🤖 AI Summary
Existing KV cache mechanisms only support append-only operations or kernel-managed updates, failing to accommodate the need for agent-driven, policy-guided active editing of cached context—leading to inefficient recomputation whenever prefix modifications are required. This work proposes Leyline, a server-side primitive that decouples editing intent from positional correctness maintenance via a declarative four-tuple instruction format, enabling the first externally controllable KV cache editing framework. Leyline’s architecture-agnostic interface, combined with closed-form RoPE rotation correction, supports both in-place concatenation and prefix truncation with refilling, and integrates seamlessly into diverse hardware kernels. Experiments demonstrate that Leyline improves cache hit rates by 11.2 percentage points and reduces latency by up to 241 ms; on debug-gym tasks, it boosts solution success rates by 14.3 percentage points using only ten lines of truncation rules.
📝 Abstract
Modern KV cache management assumes the chatbot workload: prompts arrive once and the cache grows append-only, so prefix caching and forward-only eviction are correct by construction.
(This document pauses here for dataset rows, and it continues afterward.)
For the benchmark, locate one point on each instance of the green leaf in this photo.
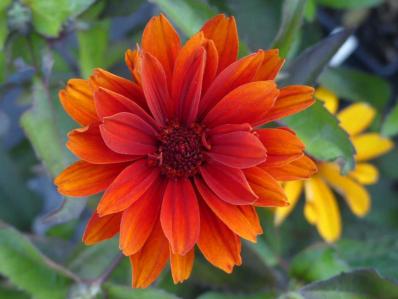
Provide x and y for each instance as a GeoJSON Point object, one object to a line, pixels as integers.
{"type": "Point", "coordinates": [322, 135]}
{"type": "Point", "coordinates": [351, 4]}
{"type": "Point", "coordinates": [40, 126]}
{"type": "Point", "coordinates": [93, 44]}
{"type": "Point", "coordinates": [390, 125]}
{"type": "Point", "coordinates": [292, 16]}
{"type": "Point", "coordinates": [120, 292]}
{"type": "Point", "coordinates": [355, 85]}
{"type": "Point", "coordinates": [49, 16]}
{"type": "Point", "coordinates": [214, 295]}
{"type": "Point", "coordinates": [188, 15]}
{"type": "Point", "coordinates": [360, 284]}
{"type": "Point", "coordinates": [26, 268]}
{"type": "Point", "coordinates": [317, 262]}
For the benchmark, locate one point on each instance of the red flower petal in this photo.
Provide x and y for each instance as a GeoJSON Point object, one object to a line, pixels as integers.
{"type": "Point", "coordinates": [128, 187]}
{"type": "Point", "coordinates": [237, 149]}
{"type": "Point", "coordinates": [292, 99]}
{"type": "Point", "coordinates": [154, 84]}
{"type": "Point", "coordinates": [149, 262]}
{"type": "Point", "coordinates": [187, 79]}
{"type": "Point", "coordinates": [269, 191]}
{"type": "Point", "coordinates": [108, 103]}
{"type": "Point", "coordinates": [161, 40]}
{"type": "Point", "coordinates": [222, 30]}
{"type": "Point", "coordinates": [270, 66]}
{"type": "Point", "coordinates": [84, 179]}
{"type": "Point", "coordinates": [238, 73]}
{"type": "Point", "coordinates": [181, 265]}
{"type": "Point", "coordinates": [139, 219]}
{"type": "Point", "coordinates": [302, 168]}
{"type": "Point", "coordinates": [249, 103]}
{"type": "Point", "coordinates": [242, 220]}
{"type": "Point", "coordinates": [127, 88]}
{"type": "Point", "coordinates": [101, 228]}
{"type": "Point", "coordinates": [87, 144]}
{"type": "Point", "coordinates": [283, 146]}
{"type": "Point", "coordinates": [218, 244]}
{"type": "Point", "coordinates": [229, 184]}
{"type": "Point", "coordinates": [77, 100]}
{"type": "Point", "coordinates": [127, 133]}
{"type": "Point", "coordinates": [179, 216]}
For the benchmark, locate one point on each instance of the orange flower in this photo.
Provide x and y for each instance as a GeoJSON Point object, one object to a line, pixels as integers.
{"type": "Point", "coordinates": [179, 150]}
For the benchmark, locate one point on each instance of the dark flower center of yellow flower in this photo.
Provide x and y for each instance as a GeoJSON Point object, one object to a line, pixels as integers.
{"type": "Point", "coordinates": [181, 150]}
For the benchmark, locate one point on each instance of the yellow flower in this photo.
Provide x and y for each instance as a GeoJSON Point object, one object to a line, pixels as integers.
{"type": "Point", "coordinates": [321, 207]}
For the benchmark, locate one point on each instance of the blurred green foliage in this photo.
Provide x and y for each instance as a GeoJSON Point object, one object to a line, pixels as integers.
{"type": "Point", "coordinates": [44, 43]}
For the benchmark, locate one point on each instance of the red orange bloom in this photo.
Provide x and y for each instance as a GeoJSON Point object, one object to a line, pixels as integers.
{"type": "Point", "coordinates": [178, 150]}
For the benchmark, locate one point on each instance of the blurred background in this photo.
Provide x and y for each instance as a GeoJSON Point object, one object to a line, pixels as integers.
{"type": "Point", "coordinates": [43, 43]}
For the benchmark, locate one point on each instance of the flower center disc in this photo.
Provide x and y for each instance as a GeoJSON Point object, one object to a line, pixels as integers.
{"type": "Point", "coordinates": [181, 150]}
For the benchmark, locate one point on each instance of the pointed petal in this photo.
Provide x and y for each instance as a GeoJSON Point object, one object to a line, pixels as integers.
{"type": "Point", "coordinates": [127, 133]}
{"type": "Point", "coordinates": [293, 191]}
{"type": "Point", "coordinates": [292, 99]}
{"type": "Point", "coordinates": [149, 262]}
{"type": "Point", "coordinates": [85, 179]}
{"type": "Point", "coordinates": [330, 100]}
{"type": "Point", "coordinates": [139, 219]}
{"type": "Point", "coordinates": [188, 77]}
{"type": "Point", "coordinates": [127, 88]}
{"type": "Point", "coordinates": [371, 145]}
{"type": "Point", "coordinates": [218, 244]}
{"type": "Point", "coordinates": [101, 228]}
{"type": "Point", "coordinates": [365, 173]}
{"type": "Point", "coordinates": [154, 84]}
{"type": "Point", "coordinates": [302, 168]}
{"type": "Point", "coordinates": [179, 216]}
{"type": "Point", "coordinates": [77, 100]}
{"type": "Point", "coordinates": [108, 103]}
{"type": "Point", "coordinates": [282, 146]}
{"type": "Point", "coordinates": [268, 190]}
{"type": "Point", "coordinates": [356, 118]}
{"type": "Point", "coordinates": [321, 203]}
{"type": "Point", "coordinates": [356, 195]}
{"type": "Point", "coordinates": [87, 144]}
{"type": "Point", "coordinates": [237, 149]}
{"type": "Point", "coordinates": [238, 73]}
{"type": "Point", "coordinates": [224, 33]}
{"type": "Point", "coordinates": [128, 187]}
{"type": "Point", "coordinates": [242, 220]}
{"type": "Point", "coordinates": [181, 265]}
{"type": "Point", "coordinates": [229, 184]}
{"type": "Point", "coordinates": [270, 66]}
{"type": "Point", "coordinates": [161, 40]}
{"type": "Point", "coordinates": [249, 103]}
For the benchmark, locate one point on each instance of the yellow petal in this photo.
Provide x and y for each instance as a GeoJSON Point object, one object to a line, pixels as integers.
{"type": "Point", "coordinates": [293, 191]}
{"type": "Point", "coordinates": [356, 195]}
{"type": "Point", "coordinates": [321, 209]}
{"type": "Point", "coordinates": [356, 118]}
{"type": "Point", "coordinates": [365, 173]}
{"type": "Point", "coordinates": [328, 97]}
{"type": "Point", "coordinates": [371, 145]}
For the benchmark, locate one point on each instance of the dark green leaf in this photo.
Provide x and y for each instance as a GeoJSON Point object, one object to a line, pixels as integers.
{"type": "Point", "coordinates": [349, 4]}
{"type": "Point", "coordinates": [360, 284]}
{"type": "Point", "coordinates": [355, 85]}
{"type": "Point", "coordinates": [120, 292]}
{"type": "Point", "coordinates": [390, 125]}
{"type": "Point", "coordinates": [93, 44]}
{"type": "Point", "coordinates": [26, 268]}
{"type": "Point", "coordinates": [292, 17]}
{"type": "Point", "coordinates": [188, 15]}
{"type": "Point", "coordinates": [316, 263]}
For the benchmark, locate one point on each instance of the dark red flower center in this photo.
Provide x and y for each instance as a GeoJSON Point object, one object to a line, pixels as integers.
{"type": "Point", "coordinates": [181, 150]}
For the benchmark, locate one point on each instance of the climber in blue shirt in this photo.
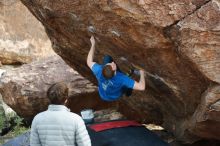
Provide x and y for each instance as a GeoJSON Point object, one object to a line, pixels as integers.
{"type": "Point", "coordinates": [112, 83]}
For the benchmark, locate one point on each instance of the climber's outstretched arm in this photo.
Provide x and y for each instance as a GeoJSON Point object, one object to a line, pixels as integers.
{"type": "Point", "coordinates": [141, 84]}
{"type": "Point", "coordinates": [90, 56]}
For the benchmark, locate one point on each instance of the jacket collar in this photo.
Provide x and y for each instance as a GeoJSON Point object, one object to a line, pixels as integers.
{"type": "Point", "coordinates": [53, 107]}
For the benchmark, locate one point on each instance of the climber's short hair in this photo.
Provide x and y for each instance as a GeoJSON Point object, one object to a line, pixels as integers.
{"type": "Point", "coordinates": [58, 93]}
{"type": "Point", "coordinates": [107, 72]}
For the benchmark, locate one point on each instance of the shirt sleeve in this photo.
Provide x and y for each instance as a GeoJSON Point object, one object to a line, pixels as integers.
{"type": "Point", "coordinates": [34, 137]}
{"type": "Point", "coordinates": [128, 82]}
{"type": "Point", "coordinates": [82, 136]}
{"type": "Point", "coordinates": [96, 69]}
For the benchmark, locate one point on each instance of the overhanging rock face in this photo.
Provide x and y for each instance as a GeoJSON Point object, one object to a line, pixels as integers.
{"type": "Point", "coordinates": [25, 88]}
{"type": "Point", "coordinates": [176, 41]}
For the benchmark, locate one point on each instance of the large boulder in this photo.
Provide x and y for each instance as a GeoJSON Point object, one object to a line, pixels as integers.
{"type": "Point", "coordinates": [175, 41]}
{"type": "Point", "coordinates": [22, 37]}
{"type": "Point", "coordinates": [24, 89]}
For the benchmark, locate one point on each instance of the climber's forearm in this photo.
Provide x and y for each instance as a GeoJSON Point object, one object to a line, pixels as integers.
{"type": "Point", "coordinates": [141, 84]}
{"type": "Point", "coordinates": [90, 56]}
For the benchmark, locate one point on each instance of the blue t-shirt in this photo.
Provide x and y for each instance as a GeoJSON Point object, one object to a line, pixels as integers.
{"type": "Point", "coordinates": [111, 89]}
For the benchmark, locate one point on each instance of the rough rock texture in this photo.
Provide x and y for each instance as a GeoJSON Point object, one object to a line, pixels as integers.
{"type": "Point", "coordinates": [24, 88]}
{"type": "Point", "coordinates": [22, 37]}
{"type": "Point", "coordinates": [176, 41]}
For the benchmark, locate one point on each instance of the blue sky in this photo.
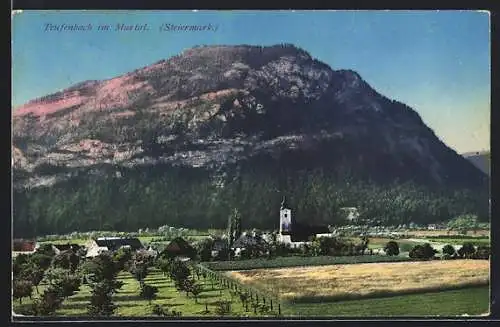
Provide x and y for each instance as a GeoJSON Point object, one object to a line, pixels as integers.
{"type": "Point", "coordinates": [437, 62]}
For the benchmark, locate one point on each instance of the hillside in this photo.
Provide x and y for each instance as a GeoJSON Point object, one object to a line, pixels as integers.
{"type": "Point", "coordinates": [209, 119]}
{"type": "Point", "coordinates": [480, 159]}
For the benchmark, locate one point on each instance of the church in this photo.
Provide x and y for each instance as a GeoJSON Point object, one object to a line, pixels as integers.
{"type": "Point", "coordinates": [295, 233]}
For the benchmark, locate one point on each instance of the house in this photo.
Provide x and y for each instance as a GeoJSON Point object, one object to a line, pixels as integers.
{"type": "Point", "coordinates": [103, 244]}
{"type": "Point", "coordinates": [219, 245]}
{"type": "Point", "coordinates": [24, 246]}
{"type": "Point", "coordinates": [58, 248]}
{"type": "Point", "coordinates": [296, 233]}
{"type": "Point", "coordinates": [150, 251]}
{"type": "Point", "coordinates": [351, 213]}
{"type": "Point", "coordinates": [179, 247]}
{"type": "Point", "coordinates": [248, 241]}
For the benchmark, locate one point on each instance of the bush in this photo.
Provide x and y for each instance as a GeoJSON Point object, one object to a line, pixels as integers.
{"type": "Point", "coordinates": [425, 251]}
{"type": "Point", "coordinates": [483, 252]}
{"type": "Point", "coordinates": [467, 251]}
{"type": "Point", "coordinates": [148, 292]}
{"type": "Point", "coordinates": [449, 250]}
{"type": "Point", "coordinates": [391, 248]}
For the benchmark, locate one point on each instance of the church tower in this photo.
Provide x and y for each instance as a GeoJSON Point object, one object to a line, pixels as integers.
{"type": "Point", "coordinates": [285, 219]}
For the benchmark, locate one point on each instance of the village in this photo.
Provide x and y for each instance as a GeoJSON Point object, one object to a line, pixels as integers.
{"type": "Point", "coordinates": [246, 265]}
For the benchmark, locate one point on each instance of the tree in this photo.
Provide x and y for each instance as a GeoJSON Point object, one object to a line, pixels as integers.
{"type": "Point", "coordinates": [35, 275]}
{"type": "Point", "coordinates": [464, 223]}
{"type": "Point", "coordinates": [41, 260]}
{"type": "Point", "coordinates": [69, 285]}
{"type": "Point", "coordinates": [101, 303]}
{"type": "Point", "coordinates": [46, 249]}
{"type": "Point", "coordinates": [62, 260]}
{"type": "Point", "coordinates": [21, 289]}
{"type": "Point", "coordinates": [164, 266]}
{"type": "Point", "coordinates": [424, 251]}
{"type": "Point", "coordinates": [196, 290]}
{"type": "Point", "coordinates": [148, 292]}
{"type": "Point", "coordinates": [48, 304]}
{"type": "Point", "coordinates": [139, 270]}
{"type": "Point", "coordinates": [100, 267]}
{"type": "Point", "coordinates": [483, 252]}
{"type": "Point", "coordinates": [223, 308]}
{"type": "Point", "coordinates": [204, 249]}
{"type": "Point", "coordinates": [467, 251]}
{"type": "Point", "coordinates": [179, 271]}
{"type": "Point", "coordinates": [449, 250]}
{"type": "Point", "coordinates": [391, 248]}
{"type": "Point", "coordinates": [122, 257]}
{"type": "Point", "coordinates": [101, 273]}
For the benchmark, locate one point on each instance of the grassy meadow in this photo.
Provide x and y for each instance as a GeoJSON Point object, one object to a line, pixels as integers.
{"type": "Point", "coordinates": [340, 282]}
{"type": "Point", "coordinates": [130, 304]}
{"type": "Point", "coordinates": [470, 301]}
{"type": "Point", "coordinates": [298, 261]}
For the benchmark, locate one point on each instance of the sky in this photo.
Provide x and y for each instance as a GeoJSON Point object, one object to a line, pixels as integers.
{"type": "Point", "coordinates": [437, 62]}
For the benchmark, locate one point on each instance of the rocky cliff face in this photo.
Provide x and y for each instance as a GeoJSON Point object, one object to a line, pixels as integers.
{"type": "Point", "coordinates": [228, 107]}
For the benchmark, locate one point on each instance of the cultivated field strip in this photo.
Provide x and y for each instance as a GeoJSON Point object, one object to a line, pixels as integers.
{"type": "Point", "coordinates": [338, 282]}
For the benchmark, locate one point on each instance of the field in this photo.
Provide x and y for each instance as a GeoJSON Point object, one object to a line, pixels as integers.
{"type": "Point", "coordinates": [460, 241]}
{"type": "Point", "coordinates": [471, 301]}
{"type": "Point", "coordinates": [298, 261]}
{"type": "Point", "coordinates": [130, 304]}
{"type": "Point", "coordinates": [340, 282]}
{"type": "Point", "coordinates": [424, 233]}
{"type": "Point", "coordinates": [378, 242]}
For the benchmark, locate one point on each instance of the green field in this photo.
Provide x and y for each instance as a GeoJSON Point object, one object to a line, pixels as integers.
{"type": "Point", "coordinates": [130, 304]}
{"type": "Point", "coordinates": [404, 245]}
{"type": "Point", "coordinates": [460, 241]}
{"type": "Point", "coordinates": [298, 261]}
{"type": "Point", "coordinates": [471, 301]}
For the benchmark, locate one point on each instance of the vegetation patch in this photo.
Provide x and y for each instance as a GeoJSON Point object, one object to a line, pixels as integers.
{"type": "Point", "coordinates": [470, 301]}
{"type": "Point", "coordinates": [339, 282]}
{"type": "Point", "coordinates": [298, 261]}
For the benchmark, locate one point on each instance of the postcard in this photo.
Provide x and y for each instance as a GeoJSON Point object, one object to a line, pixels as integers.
{"type": "Point", "coordinates": [205, 164]}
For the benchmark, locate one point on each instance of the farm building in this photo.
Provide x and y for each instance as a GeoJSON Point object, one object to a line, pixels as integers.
{"type": "Point", "coordinates": [180, 248]}
{"type": "Point", "coordinates": [19, 245]}
{"type": "Point", "coordinates": [295, 233]}
{"type": "Point", "coordinates": [58, 248]}
{"type": "Point", "coordinates": [99, 245]}
{"type": "Point", "coordinates": [248, 241]}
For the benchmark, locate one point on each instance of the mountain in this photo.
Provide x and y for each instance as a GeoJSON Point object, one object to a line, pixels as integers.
{"type": "Point", "coordinates": [480, 159]}
{"type": "Point", "coordinates": [215, 115]}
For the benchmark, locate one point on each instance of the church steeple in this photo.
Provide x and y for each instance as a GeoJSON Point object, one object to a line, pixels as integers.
{"type": "Point", "coordinates": [283, 203]}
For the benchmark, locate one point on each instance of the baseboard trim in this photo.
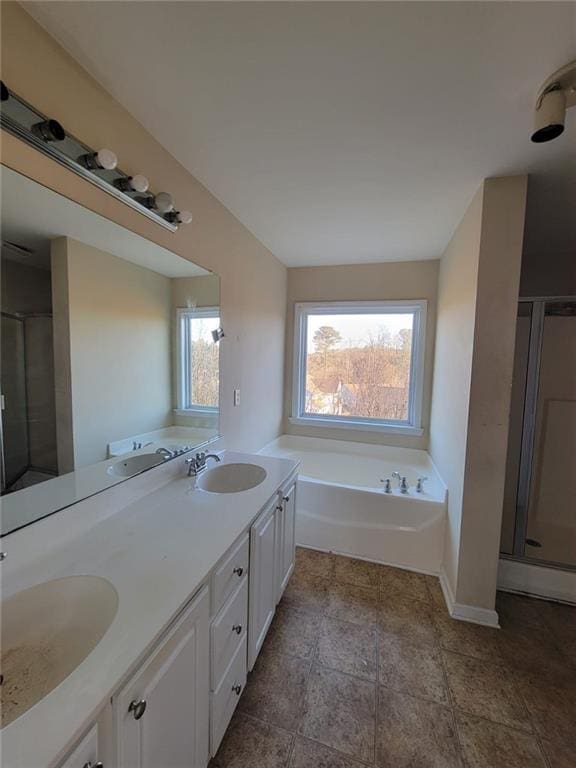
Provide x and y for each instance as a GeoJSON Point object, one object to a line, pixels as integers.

Agentic LLMs break this assumption. Their conversations evolve through policy-driven editing: failed tool calls are retried, stale outputs dropped, trajectories pivoted. Two distinct cache problems result. First, identical content moves to new positions between turns, invalidating exact-prefix caches even though the underlying KV would still be valid; recent work on position-independent caching for MLA addresses this reuse problem. Second, and this paper's focus, a policy may need to direct the serving system to actively remove or replace a span of cached content and continue without re-prefilling everything that came after. No existing primitive offers this. Production agentic harnesses fall back to re-prefill on every edit, paying full prefix-recomputation cost; kernel-level eviction methods make their own decisions and cannot accept policy directives from outside the kernel. We introduce Leyline, a serving-side primitive that closes this gap. A declarative directive 4-tuple separates what to edit from how to preserve position correctness. The policy declares the edit and its mode (in-place splice or prefix-trimmed re-prefill for semantic forgetting); an architecture-agnostic interface routes to a per-architecture kernel that restores attention math via a closed-form RoPE-rotation correction. The splice kernel lifts replay cache-hit by +11.2 pp and cuts latency by up to 241 ms. A ten-line truncation rule routed through the same interface lifts agentic solve rate by +14.3 pp on debug-gym. The mechanism is open; the policy space it enables is the agenda.